Fundacja Przetrwać Cierpienie

Fundacja Przetrwać Cierpienie powstała by pomagać, wspierać i ułatwić dostęp do specjalistów osobom psychicznie chorym, w ciężkiej sytuacji życiowej, przeżywającym lub po przeżyciu traumy. Opiekujemy się ofiarami przemocy domowej, zarówno dziećmi, kobietami jak i mężczyznami. Nasza praca opiera się na ścisłej współpracy z zespołem specjalistów, w którego skład wchodzą psychiatrzy, terapeuci, psychologowie kliniczni oraz pracownicy środowiskowi. Nasi podopieczni otrzymują bezpłatną pomoc w Punktach wsparcia fundacji, gdzie nasi psychologowie prowadzą osoby, którym wystarczy pomoc psychologiczna. Jeśli stan osoby, która do nas trafia wymaga konsultacji z psychiatrą, kontaktujemy go ze specjalistą z jego rejonu zamieszkania. Terapie i psychoterapie prowadzimy według ściśle określonych zasad i zaleceń psychiatrycznych.
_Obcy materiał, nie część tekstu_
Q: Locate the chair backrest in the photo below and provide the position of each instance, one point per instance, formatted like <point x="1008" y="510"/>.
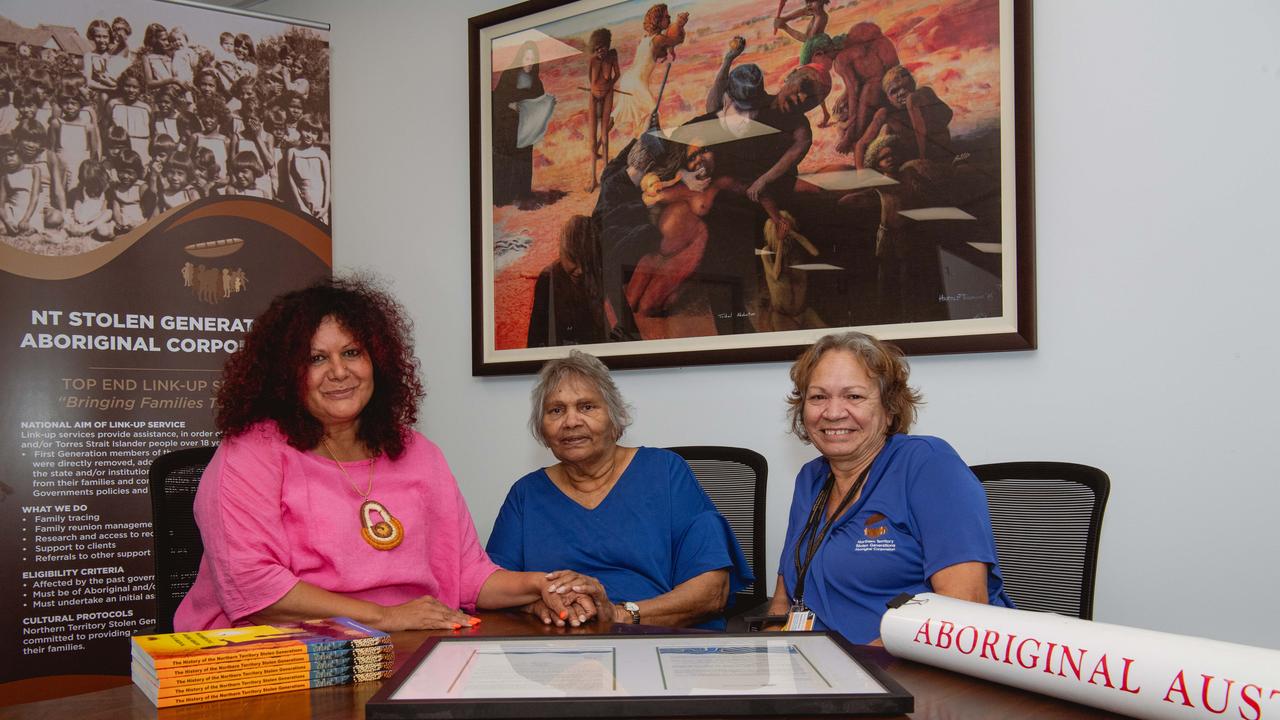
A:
<point x="1047" y="518"/>
<point x="735" y="478"/>
<point x="178" y="548"/>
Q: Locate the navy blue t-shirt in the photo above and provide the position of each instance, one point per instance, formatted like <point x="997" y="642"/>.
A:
<point x="654" y="531"/>
<point x="922" y="510"/>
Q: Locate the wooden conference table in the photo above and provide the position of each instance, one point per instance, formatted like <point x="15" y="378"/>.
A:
<point x="940" y="695"/>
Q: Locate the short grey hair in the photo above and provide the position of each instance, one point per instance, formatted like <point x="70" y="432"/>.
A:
<point x="586" y="368"/>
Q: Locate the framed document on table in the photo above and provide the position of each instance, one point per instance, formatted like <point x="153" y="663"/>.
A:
<point x="638" y="677"/>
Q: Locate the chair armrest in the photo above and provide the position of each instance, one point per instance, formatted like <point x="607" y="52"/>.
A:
<point x="757" y="623"/>
<point x="752" y="619"/>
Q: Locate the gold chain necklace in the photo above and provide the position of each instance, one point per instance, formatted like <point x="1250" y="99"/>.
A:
<point x="382" y="534"/>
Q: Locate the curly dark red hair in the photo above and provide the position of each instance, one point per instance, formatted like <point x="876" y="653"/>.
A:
<point x="264" y="379"/>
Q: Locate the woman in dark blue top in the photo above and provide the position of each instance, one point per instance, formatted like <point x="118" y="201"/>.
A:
<point x="634" y="518"/>
<point x="880" y="513"/>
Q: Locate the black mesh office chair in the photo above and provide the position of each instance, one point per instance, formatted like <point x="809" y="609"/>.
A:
<point x="735" y="479"/>
<point x="1047" y="518"/>
<point x="178" y="548"/>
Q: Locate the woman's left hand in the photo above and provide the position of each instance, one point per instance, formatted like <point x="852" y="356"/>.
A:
<point x="581" y="596"/>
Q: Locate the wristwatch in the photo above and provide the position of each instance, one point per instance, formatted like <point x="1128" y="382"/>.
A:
<point x="634" y="610"/>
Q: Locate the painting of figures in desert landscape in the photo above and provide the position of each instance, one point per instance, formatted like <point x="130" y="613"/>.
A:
<point x="726" y="180"/>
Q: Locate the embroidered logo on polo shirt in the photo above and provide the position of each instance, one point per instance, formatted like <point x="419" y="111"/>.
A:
<point x="878" y="529"/>
<point x="873" y="531"/>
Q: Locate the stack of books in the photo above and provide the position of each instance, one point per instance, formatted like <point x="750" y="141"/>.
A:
<point x="187" y="668"/>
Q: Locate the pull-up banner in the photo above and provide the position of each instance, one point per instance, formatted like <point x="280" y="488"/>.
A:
<point x="169" y="199"/>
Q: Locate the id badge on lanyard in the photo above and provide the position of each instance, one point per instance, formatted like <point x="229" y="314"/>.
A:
<point x="800" y="618"/>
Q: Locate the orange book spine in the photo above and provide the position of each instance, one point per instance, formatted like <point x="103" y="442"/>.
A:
<point x="231" y="693"/>
<point x="228" y="655"/>
<point x="246" y="666"/>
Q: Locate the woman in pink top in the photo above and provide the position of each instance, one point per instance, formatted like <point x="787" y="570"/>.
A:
<point x="324" y="501"/>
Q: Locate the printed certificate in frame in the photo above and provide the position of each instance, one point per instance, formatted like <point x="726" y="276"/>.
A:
<point x="757" y="674"/>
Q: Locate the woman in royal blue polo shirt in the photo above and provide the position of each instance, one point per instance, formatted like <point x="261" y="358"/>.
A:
<point x="881" y="511"/>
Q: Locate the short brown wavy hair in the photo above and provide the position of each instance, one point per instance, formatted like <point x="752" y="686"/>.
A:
<point x="264" y="379"/>
<point x="883" y="363"/>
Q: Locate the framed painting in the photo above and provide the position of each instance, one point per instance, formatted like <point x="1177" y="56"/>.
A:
<point x="726" y="181"/>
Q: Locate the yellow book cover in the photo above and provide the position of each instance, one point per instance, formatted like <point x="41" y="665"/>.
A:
<point x="151" y="692"/>
<point x="265" y="661"/>
<point x="214" y="646"/>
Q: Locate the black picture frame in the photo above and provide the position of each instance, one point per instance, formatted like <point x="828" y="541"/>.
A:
<point x="895" y="700"/>
<point x="1005" y="226"/>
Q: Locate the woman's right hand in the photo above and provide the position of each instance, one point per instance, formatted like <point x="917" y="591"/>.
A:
<point x="581" y="595"/>
<point x="423" y="614"/>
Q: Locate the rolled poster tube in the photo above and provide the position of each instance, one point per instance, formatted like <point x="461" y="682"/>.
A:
<point x="1128" y="670"/>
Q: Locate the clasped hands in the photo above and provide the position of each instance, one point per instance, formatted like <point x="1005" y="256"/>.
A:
<point x="571" y="598"/>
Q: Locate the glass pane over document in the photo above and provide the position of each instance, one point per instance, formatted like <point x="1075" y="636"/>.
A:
<point x="636" y="666"/>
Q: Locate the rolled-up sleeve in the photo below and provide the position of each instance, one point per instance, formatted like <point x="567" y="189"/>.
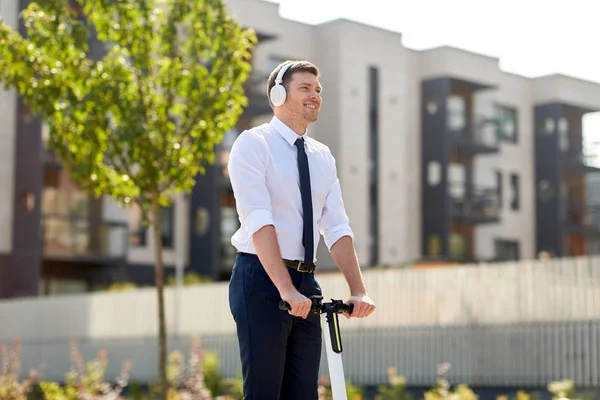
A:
<point x="334" y="223"/>
<point x="247" y="167"/>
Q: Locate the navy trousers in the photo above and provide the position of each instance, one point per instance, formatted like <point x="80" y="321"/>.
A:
<point x="280" y="353"/>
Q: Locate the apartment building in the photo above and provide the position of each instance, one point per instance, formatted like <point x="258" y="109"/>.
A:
<point x="441" y="156"/>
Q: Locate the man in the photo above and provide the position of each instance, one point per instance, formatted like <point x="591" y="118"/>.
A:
<point x="287" y="191"/>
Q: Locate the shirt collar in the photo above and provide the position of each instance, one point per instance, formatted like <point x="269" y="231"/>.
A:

Wspomagamy osoby w ciężkiej sytuacji pośrednicząc w kontaktach pomiędzy MOPSami a rodzinami, dzięki pracownikom społecznym.

Mamy świadomość, że problemy z którymi postanowiliśmy się zmierzyć są natury cywilizacyjnej, a ludzi potrzebujących naszej pomocy codziennie przybywa. Oprócz pomagania chorym zajmujemy się także edukacją ludzi zdrowych. Zwiększenie świadomości społeczeństwa na temat tego czym są i jak sobie radzić z chorobami psychicznymi to bardzo ważna misja. W dzisiejszych czasach każdemu z nas, może się przytrafić depresja u kogoś z rodziny. A przecież nie możemy wtedy zawieźć.